Hi folks!

I’m trying to understand some of the fundamentals of electricity and I’m struggling with the concept of voltage drop, load, especially as it relates to Ohm’s law.

1) **How does a load draw amperage?** More specifically, how does it draw _just_ the amperage it needs? Let’s say for instance, we’re talking bout residential mains, in which we have a 12A (15A nominal) circuit with a wall outlet. At that wall outlet is ~117V (depending on the length of the wire that feeds) it, and _up to_ 12A of available current. Now, I have two loads that I can attach, let’s say, a high powered hair dryer that wants to suck 10A, and some sort of charger that maybe wants 1A.

What limits the charger to only use 1A, is it just the resistance built into the circuit? What about the hair dryer? Is it the total resistance of the device? Is this just a simple application of Ohm’s law?

We would be dealing with impedance rather than simple resistance since this is an AC circuit. But, in the end, it's the voltage and impedance that determine how much current the device will draw. You're solving I=V/Z because both V and Z are constants (for this discussion).

2) **Do all loads cause a voltage drop?** How do we know what the voltage drop for any given component is? Is it just published with the component? Does Ohm’s law have anything to do with voltage drop? Is it somehow predictable/computable/calculatable?

Appliances often specify the current draw. This includes all the complications of impedance which brings in complex numbers or vectors. Just take their word for it, they measured it with an AC ammeter. Of course Ohm's law applies! It's a LAW, not a suggestion! The voltage drop is calculated from V = I / Z. If you have the parameters for Z, yes, you can compute the answer. Not necessarily an easy calculation but definitely doable in the first semester of electric circuits.

Sometimes, appliances just give wattage. The get amps, divide wattage by voltage. A = P / V then Z = V / A. At some point in the algebra, P = I

^{2} * R.

2a) I understand Ohm’s law states that resistance will drop the amperage through a circuit by a proportionate amount, but a voltage divider works because there’s a voltage drop at the end of each resistor. How is that calculated? How does that relate to Ohm’s law?

Thanks!!!

Resistance doesn't 'drop' amperage, it drops a voltage based on the current passing through. It will, of course, limit the current.

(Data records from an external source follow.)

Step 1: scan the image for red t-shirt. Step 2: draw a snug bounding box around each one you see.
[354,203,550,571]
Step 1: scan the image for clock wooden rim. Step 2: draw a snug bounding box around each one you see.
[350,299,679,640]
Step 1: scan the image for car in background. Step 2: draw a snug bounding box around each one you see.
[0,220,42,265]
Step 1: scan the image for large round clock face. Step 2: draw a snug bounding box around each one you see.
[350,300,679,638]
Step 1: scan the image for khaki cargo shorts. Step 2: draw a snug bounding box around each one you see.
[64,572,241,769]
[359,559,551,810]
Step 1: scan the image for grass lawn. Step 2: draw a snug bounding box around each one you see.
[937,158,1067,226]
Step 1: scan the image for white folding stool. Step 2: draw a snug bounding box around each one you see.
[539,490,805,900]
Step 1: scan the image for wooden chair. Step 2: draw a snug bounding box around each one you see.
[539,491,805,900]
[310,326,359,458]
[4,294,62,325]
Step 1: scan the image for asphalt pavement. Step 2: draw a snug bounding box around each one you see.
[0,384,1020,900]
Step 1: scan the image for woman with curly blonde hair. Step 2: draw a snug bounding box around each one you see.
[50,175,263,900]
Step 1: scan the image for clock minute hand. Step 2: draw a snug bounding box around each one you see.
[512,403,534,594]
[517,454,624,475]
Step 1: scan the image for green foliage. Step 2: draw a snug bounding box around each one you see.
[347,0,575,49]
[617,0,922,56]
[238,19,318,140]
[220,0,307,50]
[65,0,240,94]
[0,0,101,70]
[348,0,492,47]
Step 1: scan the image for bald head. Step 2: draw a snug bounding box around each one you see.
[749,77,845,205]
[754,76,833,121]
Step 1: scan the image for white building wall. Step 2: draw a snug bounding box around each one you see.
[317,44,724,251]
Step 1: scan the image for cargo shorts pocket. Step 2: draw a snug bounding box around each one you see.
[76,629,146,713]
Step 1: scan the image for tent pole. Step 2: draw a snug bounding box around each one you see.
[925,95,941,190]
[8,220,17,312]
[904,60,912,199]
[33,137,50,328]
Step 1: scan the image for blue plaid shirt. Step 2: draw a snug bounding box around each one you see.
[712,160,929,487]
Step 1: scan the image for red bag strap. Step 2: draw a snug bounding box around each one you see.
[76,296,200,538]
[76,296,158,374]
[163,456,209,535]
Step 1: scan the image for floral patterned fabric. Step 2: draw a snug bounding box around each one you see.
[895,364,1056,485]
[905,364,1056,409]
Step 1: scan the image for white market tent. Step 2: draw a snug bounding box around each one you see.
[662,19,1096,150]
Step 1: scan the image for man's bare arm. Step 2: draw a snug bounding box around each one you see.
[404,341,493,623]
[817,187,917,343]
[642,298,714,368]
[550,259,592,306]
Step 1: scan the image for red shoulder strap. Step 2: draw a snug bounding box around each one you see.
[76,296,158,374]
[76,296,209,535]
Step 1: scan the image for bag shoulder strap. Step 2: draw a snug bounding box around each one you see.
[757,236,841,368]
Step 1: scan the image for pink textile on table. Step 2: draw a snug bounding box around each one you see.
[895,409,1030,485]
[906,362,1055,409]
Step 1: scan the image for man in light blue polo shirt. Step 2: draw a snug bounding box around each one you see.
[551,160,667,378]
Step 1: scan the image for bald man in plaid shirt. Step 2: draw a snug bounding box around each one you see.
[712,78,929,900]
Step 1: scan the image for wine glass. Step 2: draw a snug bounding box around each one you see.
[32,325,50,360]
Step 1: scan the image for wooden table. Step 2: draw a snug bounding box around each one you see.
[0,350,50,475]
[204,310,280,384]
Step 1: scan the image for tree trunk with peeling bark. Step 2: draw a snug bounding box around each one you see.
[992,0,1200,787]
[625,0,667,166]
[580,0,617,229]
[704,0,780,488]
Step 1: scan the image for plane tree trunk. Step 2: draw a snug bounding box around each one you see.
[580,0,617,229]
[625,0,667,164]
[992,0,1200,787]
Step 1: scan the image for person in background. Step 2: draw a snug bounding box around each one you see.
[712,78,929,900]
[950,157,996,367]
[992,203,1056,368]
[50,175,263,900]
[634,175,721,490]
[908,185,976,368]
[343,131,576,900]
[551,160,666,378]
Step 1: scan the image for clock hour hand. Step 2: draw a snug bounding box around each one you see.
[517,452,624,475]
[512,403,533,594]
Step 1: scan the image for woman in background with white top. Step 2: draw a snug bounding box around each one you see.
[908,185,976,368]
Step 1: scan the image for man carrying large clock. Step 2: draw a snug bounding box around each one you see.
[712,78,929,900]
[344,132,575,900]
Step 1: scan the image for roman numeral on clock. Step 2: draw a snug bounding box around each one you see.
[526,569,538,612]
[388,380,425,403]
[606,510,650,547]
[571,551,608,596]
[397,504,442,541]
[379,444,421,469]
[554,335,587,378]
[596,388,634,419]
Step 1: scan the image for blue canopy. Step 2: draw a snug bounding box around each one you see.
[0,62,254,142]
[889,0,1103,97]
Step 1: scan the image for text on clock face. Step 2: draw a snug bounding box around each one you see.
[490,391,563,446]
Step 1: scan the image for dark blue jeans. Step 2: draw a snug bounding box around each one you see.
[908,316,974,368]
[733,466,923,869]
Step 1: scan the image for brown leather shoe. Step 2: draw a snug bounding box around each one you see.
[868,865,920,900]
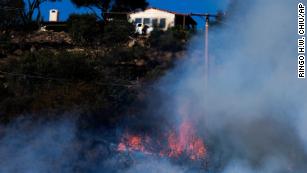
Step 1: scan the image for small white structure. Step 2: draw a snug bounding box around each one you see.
[128,8,197,30]
[49,9,59,22]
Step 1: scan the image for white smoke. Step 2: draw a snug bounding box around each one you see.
[154,0,307,173]
[0,0,307,173]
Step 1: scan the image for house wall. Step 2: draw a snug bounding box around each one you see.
[49,9,59,22]
[128,9,175,30]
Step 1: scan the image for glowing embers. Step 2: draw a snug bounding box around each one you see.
[117,121,206,160]
[168,121,206,160]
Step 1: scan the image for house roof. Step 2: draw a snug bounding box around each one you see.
[145,7,189,16]
[130,7,197,25]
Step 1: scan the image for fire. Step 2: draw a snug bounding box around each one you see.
[117,134,145,152]
[168,121,206,160]
[117,121,206,160]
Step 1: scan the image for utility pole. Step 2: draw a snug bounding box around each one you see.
[190,13,217,86]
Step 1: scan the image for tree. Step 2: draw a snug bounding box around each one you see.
[71,0,148,20]
[0,0,24,30]
[67,14,100,45]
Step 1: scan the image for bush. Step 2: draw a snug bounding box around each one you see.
[148,28,190,52]
[0,0,24,30]
[6,51,97,81]
[67,14,101,45]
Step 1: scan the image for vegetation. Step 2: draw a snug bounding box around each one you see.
[0,0,197,126]
[149,28,192,52]
[67,14,101,45]
[0,0,25,30]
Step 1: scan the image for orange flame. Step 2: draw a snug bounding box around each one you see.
[117,121,206,160]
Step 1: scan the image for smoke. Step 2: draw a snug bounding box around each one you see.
[0,0,307,173]
[0,119,76,173]
[152,0,307,173]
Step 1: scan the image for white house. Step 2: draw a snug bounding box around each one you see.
[128,8,197,30]
[49,9,59,22]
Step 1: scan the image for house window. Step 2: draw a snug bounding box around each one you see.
[159,18,166,28]
[151,18,158,28]
[144,18,150,25]
[134,18,142,24]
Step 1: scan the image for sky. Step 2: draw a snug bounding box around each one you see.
[41,0,229,26]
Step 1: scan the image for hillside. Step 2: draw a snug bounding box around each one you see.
[0,25,189,124]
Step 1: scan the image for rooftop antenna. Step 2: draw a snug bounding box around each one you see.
[190,13,218,86]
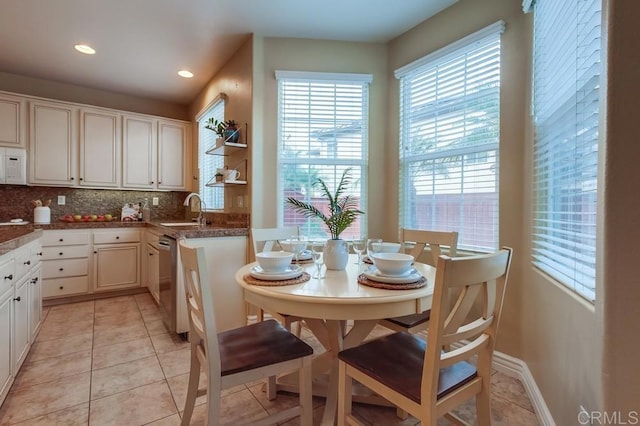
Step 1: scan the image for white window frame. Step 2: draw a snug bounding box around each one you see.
[275,70,372,239]
[395,21,505,252]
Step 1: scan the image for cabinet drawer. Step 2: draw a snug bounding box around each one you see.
[42,259,89,279]
[42,246,89,260]
[0,257,18,294]
[42,231,90,247]
[42,277,89,298]
[93,229,140,244]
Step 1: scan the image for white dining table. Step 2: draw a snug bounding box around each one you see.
[235,255,435,425]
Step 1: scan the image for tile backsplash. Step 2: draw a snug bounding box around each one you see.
[0,185,188,222]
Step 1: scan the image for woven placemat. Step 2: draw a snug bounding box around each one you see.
[242,272,311,287]
[358,274,427,290]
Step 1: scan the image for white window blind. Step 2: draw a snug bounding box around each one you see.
[532,0,602,300]
[396,21,504,251]
[276,71,371,239]
[197,98,224,210]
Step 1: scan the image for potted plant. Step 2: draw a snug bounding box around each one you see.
[204,117,227,138]
[287,168,364,270]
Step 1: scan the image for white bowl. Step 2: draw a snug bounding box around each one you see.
[256,251,293,272]
[379,242,402,253]
[371,253,414,275]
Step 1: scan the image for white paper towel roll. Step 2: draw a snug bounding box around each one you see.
[33,207,51,223]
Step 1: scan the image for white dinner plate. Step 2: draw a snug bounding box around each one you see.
[363,266,422,284]
[249,265,303,281]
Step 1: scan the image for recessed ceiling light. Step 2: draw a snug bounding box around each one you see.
[73,44,96,55]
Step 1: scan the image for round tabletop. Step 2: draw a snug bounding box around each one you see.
[235,255,435,320]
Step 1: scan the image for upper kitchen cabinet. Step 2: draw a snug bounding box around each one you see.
[29,101,78,186]
[122,115,191,191]
[0,93,27,148]
[78,108,121,188]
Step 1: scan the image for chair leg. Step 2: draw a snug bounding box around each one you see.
[338,361,353,426]
[182,344,200,426]
[298,356,313,426]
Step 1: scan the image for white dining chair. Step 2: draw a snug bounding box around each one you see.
[180,245,313,426]
[379,228,458,333]
[338,248,513,426]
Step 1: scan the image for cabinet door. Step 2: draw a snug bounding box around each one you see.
[13,279,31,375]
[0,94,27,148]
[93,243,140,291]
[147,246,160,303]
[158,120,191,190]
[29,266,42,342]
[122,115,157,189]
[29,102,77,186]
[78,109,122,187]
[0,290,13,402]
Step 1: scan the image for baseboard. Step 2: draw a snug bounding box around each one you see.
[493,351,556,426]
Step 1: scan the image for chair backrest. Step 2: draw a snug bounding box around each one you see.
[251,226,300,255]
[180,244,221,377]
[400,228,458,266]
[421,248,513,410]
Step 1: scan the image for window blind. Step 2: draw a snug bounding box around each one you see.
[198,98,224,210]
[532,0,602,300]
[276,71,371,239]
[396,21,504,251]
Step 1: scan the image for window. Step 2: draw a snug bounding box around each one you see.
[196,97,224,210]
[276,71,371,239]
[395,21,504,251]
[532,0,602,300]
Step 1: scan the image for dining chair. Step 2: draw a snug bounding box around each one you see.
[180,245,313,425]
[251,226,302,337]
[379,228,458,333]
[338,248,512,426]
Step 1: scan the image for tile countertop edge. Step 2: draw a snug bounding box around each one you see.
[0,221,249,255]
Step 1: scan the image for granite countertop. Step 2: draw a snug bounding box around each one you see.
[0,220,249,255]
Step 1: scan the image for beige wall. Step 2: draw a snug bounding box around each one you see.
[0,72,187,120]
[594,0,640,414]
[189,37,254,213]
[251,38,389,232]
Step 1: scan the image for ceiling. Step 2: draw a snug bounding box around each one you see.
[0,0,457,104]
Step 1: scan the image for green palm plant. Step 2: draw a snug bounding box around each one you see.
[287,168,364,240]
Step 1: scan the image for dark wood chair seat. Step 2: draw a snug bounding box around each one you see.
[338,332,477,404]
[218,320,313,376]
[386,310,431,330]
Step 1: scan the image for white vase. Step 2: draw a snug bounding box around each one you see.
[323,240,349,271]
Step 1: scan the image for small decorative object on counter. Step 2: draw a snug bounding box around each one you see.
[120,203,142,222]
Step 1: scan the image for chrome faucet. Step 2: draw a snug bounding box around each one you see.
[182,192,207,226]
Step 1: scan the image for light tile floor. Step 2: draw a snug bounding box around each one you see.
[0,294,538,426]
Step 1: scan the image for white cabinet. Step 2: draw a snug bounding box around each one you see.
[78,108,121,188]
[122,115,191,191]
[29,101,78,186]
[42,230,91,299]
[0,284,13,403]
[93,229,140,291]
[157,120,191,191]
[122,115,158,189]
[0,93,27,148]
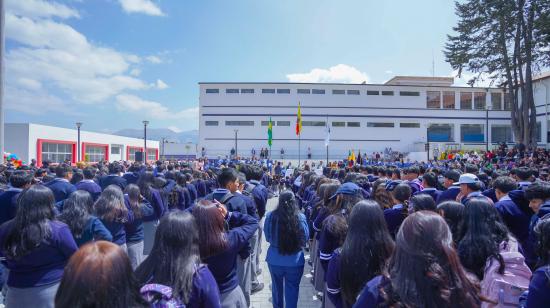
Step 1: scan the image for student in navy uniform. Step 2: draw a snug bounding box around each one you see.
[54,241,151,308]
[435,170,460,204]
[325,200,395,308]
[0,170,32,224]
[193,200,258,308]
[0,185,78,308]
[44,163,76,203]
[75,167,102,201]
[58,190,113,247]
[99,161,128,191]
[136,211,221,308]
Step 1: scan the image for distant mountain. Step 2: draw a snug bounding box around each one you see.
[113,128,199,143]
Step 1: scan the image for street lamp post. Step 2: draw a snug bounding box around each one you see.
[143,120,149,163]
[76,122,82,161]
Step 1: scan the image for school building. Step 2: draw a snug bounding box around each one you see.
[198,74,550,159]
[4,123,159,166]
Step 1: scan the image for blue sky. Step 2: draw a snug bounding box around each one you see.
[6,0,468,131]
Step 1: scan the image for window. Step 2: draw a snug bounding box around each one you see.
[460,92,472,109]
[491,124,514,143]
[427,124,454,142]
[443,91,455,109]
[460,124,485,142]
[84,145,105,162]
[491,92,502,110]
[225,121,254,126]
[42,142,73,163]
[399,123,420,128]
[426,91,441,109]
[474,92,487,110]
[367,122,394,127]
[302,121,325,126]
[399,91,420,96]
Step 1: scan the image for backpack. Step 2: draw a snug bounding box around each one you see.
[139,283,185,308]
[481,238,532,308]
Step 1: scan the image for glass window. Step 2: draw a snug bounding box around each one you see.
[367,122,394,127]
[491,124,514,143]
[443,91,455,109]
[460,124,485,142]
[302,121,325,126]
[474,92,487,110]
[225,121,254,126]
[460,92,472,109]
[426,91,441,109]
[491,92,502,110]
[399,123,420,128]
[427,124,455,142]
[399,91,420,96]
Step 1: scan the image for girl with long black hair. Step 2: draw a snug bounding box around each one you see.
[327,200,395,308]
[136,211,220,308]
[264,191,309,308]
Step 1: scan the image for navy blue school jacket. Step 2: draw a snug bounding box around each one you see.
[204,212,258,294]
[44,178,76,202]
[0,187,23,225]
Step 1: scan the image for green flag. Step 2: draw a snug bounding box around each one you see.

For the voltage divider, add the two resistors (R1 + R2) and call that R

_{T}. Figure the total current I = V / R

_{T} then calculate the output voltage (across the bottom resistor, R2) as V = I * R2

ETA: If you were to add a parallel load resistor to R2 to simulate some other circuitry, the value of R2 is the parallel combination of these resistors. It would necessarily reduce the output voltage. That's why voltage dividers are not an ideal way to generate a specific voltage unless you have some kind of voltage follower (op amp) to drive the load.

ETA: Stay away from AC circuits until you have nailed Kirchoff, Thevenin and Norton for resistive circuits. The math for AC circuits get truly ugly.